The Best Fitness Articles of the Week #67 – Why the Paleo Diet is Uncivilized, More Deadlift Tips and a DIY Wrist Roller

Here’s a recap of the best health and fitness articles I’ve read over the past week.


McDougall Newsletter: June 2012 – The Paleo Diet is Uncivilized (And Unhealthy and Untrue)

I haven’t looked into all of the claims made in this article yet, or the sources making these claims, but based on a lot of the reading I’ve done in the past, I believe that a lot of it is true. The one problem I have with this article is that the author is pushing a book about becoming a “starchivore,” and that just sounds crazy to me. I haven’t read the book, so I can’t make a judgement based simply on the title, but after reading the Thrive books from Brendan Brazier, I’m not sure a high-starch diet is good for an athlete, or anyone else.


19 Tips for the Deadlift

I posted an article last week that was very similar to this one, but the deadlift is such an important lift, that I don’t think it hurts to pound this info into your head some more.


If You Only Do One Type of Weight Training, Do Squats

I’m always trying to tell my friends and family that they should be including the squat into their workout routines. Some get it, others probably never will. I’ll just have to continue sending articles like this to them 😉


Ask The Ripped Dude: Cardio Before Or After Weights?

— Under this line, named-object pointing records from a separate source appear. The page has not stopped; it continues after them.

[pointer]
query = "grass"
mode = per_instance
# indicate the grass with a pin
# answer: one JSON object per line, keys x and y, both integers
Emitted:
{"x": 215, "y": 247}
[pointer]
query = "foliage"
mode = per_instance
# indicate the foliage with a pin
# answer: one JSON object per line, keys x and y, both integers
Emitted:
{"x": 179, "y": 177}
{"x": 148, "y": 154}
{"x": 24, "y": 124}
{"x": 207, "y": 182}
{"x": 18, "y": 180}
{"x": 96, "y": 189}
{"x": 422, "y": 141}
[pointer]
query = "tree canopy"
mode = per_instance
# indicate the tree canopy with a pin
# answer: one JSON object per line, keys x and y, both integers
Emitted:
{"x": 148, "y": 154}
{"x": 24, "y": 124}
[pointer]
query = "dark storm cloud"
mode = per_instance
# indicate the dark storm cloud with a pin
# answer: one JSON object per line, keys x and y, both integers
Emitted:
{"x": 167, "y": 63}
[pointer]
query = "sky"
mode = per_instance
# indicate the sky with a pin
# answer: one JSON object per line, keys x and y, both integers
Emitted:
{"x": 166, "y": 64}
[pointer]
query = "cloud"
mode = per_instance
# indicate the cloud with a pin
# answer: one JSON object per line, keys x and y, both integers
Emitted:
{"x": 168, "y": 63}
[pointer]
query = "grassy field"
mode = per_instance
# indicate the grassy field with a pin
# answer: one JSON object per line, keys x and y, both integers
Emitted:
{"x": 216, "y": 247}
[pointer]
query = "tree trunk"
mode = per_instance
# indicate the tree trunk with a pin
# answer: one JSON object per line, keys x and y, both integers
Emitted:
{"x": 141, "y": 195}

Obi Obadike, the author, recommends cardio after lifting weights because if you do it before, it can zap all of your energy and can make your weight lifting sessions miserable. I would agree. I’ve tried programs that suggested cardio before lifting weights and I definitely felt my weight training sessions suffer. He also claims that weight training will burn off glycogen stores first, then cardio will burn more fat.


Achieve Olympic feet with barefoot running

The study group in this one was small at only 18 highly trained runners, but it’s still worth reviewing and thinking about. The study showed that barefoot running resulted in the runners using less oxygen and it also increased their performance by 3%. One other interesting note is that barefoot runners are thought to have a lower risk of injury due to altering their strike pattern when hitting the ground because they tend to strike the ground with the mid-foot, which is more cushioned than the rest of the foot.


DIY : How to Build a Wrist Roller

I’ve actually thought about doing this before, but now that I’ve seen a functional example, I’ll probably finally give it a try. It shouldn’t cost more than a few bucks.


7 Squat Tips from Coach Nick

I was hoping an article like this would show up in my feed soon. This one tackles just about everything; hip pain, bar placement, increasing intensity, reps and midrange partials, contrast training, hybrid protocols, and gender differences. The only thing missing is a section on how stance effects the knees, which is what I’m really interested in.